Citron, the madman, is _waving _with the BL volumes in his hand.__

____

____

Sakuya looks at Citron’s hands, then at Tenma. Then back at Citron’s hands. Then at Tenma again. His face flushes a pink that probably matches the shade on Tenma’s own cheeks.

“Um─um, I’m sorry for intruding! I’ll leave you to your─I’ll see you later!”

Sakuya bows. He flees as fast as Tenma had tried to a second ago. 

Tenma stares at Citron for a long moment.

“Do you hate me, or something?”

**+++**

All things considered, Sakuya finding out wasn’t so bad. He can be a little clumsy, but he’s mindful. He just smiles at Tenma sheepishly the next time they see each other, as if to ask, once more, for forgiveness. Tenma doesn’t bring it up, so he doesn’t either. Nothing changes.
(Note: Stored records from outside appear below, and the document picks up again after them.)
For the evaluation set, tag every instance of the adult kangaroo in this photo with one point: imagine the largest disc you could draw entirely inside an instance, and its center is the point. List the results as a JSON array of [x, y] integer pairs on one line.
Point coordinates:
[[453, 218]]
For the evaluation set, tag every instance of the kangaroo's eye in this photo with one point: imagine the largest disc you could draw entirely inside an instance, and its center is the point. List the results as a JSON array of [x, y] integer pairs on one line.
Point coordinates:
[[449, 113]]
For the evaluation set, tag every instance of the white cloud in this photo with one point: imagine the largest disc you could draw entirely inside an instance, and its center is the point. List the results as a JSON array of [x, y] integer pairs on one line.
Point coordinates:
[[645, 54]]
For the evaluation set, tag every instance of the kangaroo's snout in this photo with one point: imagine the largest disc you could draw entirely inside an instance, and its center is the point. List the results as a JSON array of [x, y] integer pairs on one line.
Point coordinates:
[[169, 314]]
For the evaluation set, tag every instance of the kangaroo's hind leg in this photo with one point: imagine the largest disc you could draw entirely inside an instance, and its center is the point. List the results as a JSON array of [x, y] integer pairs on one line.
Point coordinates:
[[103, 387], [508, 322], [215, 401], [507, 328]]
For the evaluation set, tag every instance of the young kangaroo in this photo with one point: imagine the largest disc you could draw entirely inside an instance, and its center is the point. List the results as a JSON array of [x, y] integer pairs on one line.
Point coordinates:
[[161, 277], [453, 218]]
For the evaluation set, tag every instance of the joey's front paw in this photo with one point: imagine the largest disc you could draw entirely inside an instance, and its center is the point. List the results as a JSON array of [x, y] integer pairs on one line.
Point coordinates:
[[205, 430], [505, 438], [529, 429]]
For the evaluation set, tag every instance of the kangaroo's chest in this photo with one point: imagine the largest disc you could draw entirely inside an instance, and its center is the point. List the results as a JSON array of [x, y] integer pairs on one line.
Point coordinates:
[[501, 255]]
“You know,” Citron tells Tenma seriously the next time they meet up, “you should ask Itaru for recommendations too. He’s very knowledgeable.”

“I would rather die,” Tenma says.

“Eh? Why? He’s the last person who would judge you!”

“I know that… look, you’re so open with this stuff, you wouldn’t understand even if I explained it.” Or more like he wouldn’t care. Tenma still can’t shake the feeling that he’s being messed with on purpose, even if Citron denies it many times with a shocked expression. 

“Then what about Muku? Surely you’ve talked to him, at least? He also likes the pure, emotional kind of stories! He’s your troupe member, so there’s no need to be embarrassed, right?”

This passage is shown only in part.